Which payment system to choose? Spoiler: Skrill, Neteller, EcoPayz. 

What is better for betters and gamblers?

The answer to this question on our website)


----------



## Weenax (Sep 10, 2019)

Welcome!

We would like to remind you that we offer our clients (absolutely free of charge, by the way - simplified (without selfies) and accelerated verification (from 15 minutes to 2 hours), cashback, constant support in working with the account (and possible disputes). 

Come, register - all will be happy!


----------



## Weenax (Sep 18, 2019)

*Good day!  

Cards ecoCard Prepaid for the EU steel touchless!* 

Prepaid ecoCard cards available for EU citizens are now equipped with contactless payment technology. This means that: ...

Read more on our website


----------



## Weenax (Oct 1, 2019)

*Hello!  
We have prepared an interesting article for you: "what gives ecopayz VIP status"* 
The premium status system of the British payment system ecoPayz provides customers with the opportunity to receive benefits and bonuses when using the wallet... 
See more details on our website


----------



## Weenax (Oct 9, 2019)

*Hi there! 
Why not withdraw money to Russian banks?*
Foreign payment systems are the best option for poker or casino players, Forex traders and betters.

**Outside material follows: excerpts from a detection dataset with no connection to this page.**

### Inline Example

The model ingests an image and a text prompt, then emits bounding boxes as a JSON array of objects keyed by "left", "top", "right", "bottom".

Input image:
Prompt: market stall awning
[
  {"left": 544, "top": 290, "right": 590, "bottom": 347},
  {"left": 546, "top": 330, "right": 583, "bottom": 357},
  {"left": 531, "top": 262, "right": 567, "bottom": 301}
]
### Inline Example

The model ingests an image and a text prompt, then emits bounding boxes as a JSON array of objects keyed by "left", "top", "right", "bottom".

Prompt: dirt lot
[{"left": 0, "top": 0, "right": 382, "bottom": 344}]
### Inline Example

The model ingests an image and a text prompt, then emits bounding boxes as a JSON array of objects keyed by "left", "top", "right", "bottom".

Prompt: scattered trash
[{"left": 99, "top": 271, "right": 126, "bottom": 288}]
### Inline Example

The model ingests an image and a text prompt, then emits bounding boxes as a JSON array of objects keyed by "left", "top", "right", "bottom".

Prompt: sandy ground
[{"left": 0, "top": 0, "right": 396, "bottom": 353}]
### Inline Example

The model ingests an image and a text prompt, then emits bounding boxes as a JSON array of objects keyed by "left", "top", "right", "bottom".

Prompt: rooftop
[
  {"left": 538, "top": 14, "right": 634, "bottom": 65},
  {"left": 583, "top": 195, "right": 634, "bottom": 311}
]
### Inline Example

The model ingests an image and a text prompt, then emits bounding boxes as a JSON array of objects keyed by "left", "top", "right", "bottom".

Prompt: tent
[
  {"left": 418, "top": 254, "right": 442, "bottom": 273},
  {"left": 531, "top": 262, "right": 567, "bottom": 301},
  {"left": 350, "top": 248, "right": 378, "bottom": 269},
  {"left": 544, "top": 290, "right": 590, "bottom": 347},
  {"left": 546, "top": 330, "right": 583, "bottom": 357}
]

Working with Russian banks in the realities of 2019 remains unsafe for them.Banks can (and do) block a transaction for any amount if it seems suspicious to them, request documents, close your account... 
Read about it on our website)


----------



## Weenax (Oct 25, 2019)

Hello everyone A small comparison for all interested  NETELLER Bronze Pro and ecoPayz Gold - what's better? It's very simple-with NETELLER Bronze Pro you do not get a second account, verification of course with "selfie" and other requirements, a high Commission for the first internal transfer of 20% (but not less than 30 USD/ EUR-then 1.45%, (minimum 0.50€)). With ecoPayz GOLD you get-fast and simple (without "selfie", etc.) verification in 2 hours, lifetime gold status (which does not need to be confirmed), multi-currency account (open any currency in one office, one mail), free internal transfers + good cashback for your deposits (up to 1%). So why not choose a good alternative to Skrill and NETELLER?


----------



## Weenax (Nov 6, 2019)

*Welcome everyone!*

We would like to remind you that when you register with Weenax, immediately after verification you will automatically have the gold status for free, and the highest VIP status will be available to you on preferential terms (for this you need to make deposits to merchants totaling € 10,000 (term is not limited), not € 250,000)! With us you will have a very fast and priority verification, which takes up to a maximum of 2 working hours! We also pay cashback up to 1% for deposits, and we have a wonderful and very sociable support that will help you to understand your difficulties


----------



## Weenax (Nov 21, 2019)

Hello everyone 

We have prepared an interesting article for you: "Boring sports betting".  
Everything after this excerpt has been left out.